Kukupa or NZ Wood Pigeon
The New Zealand Wood Pigeon’s Maori name is kukupa. Its scientific name is Hemiphaga Novaeseelandiae. It favors lowland forest dominated by puriri (Vitex Lucens), tawa (Beilschmiedia Tawa), taraire (Beilschmiedia Taraire) and podocarps.
Kukupa are often seen on farms and in small towns because they move long distances in search of food made up of fruit and leaves when they are not breeding.
They are endemic to New Zealand, but also rapidly declining. Threats to kukupa include poaching, predation by rats, stoats and cats, and competition and predation by possums.

Large flocks of kukupa are often seen feeding on fresh willow shoots or tree lucerne in farmland. Conservation of kukupa is particularly important because they play an important role in the ecology, regeneration and succession of native forests. They act as a keystone species by dispersing large seeds (such as tawa, puriri, taraire, karaka, hinau and miro), which are too large to be dispersed by smaller birds. Perhaps the only other large seed disperser is the weka, which is now nationally rare and extinct in Northland. Without birds to spread the seeds of large trees the forests will alter dramatically and many of these tree species may be lost.

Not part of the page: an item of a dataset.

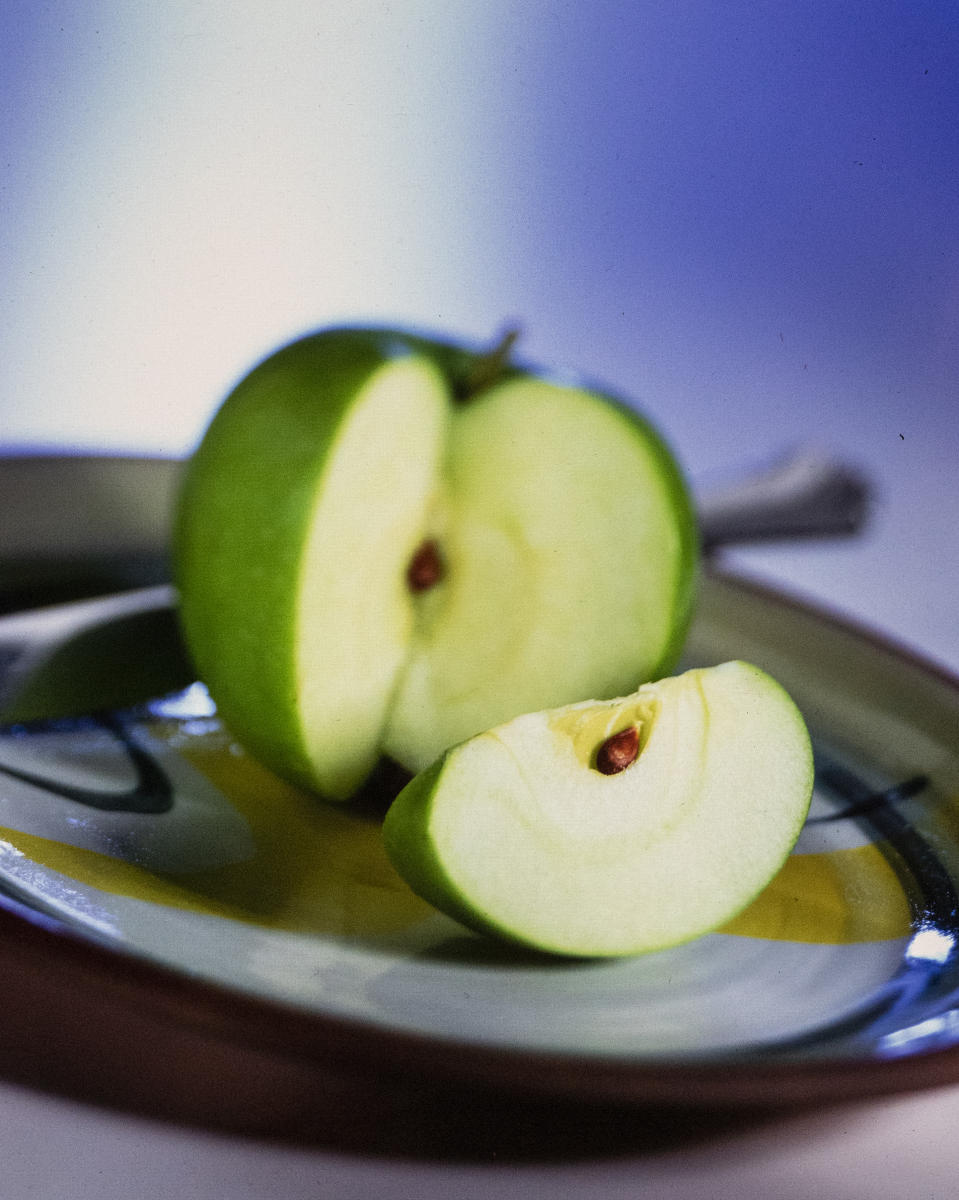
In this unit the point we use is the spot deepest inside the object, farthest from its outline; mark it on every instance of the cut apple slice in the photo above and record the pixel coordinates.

Kukupa breed according to fruit availability and will not breed if fruit supply is low. They lay their eggs in September to February and can lay more than one clutch per year. They lay only one egg and both adults incubate and feed the chick. Kukupa chicks are fed on a rich secretion called crop milk, which both adults produce. As it grows, the chick also eats regurgitated fruit.
Did you know? During the breeding season they show the ‘display dive’: a bird, usually a male, flaps upwards, stalls, and then dives swiftly on stiffly held wings.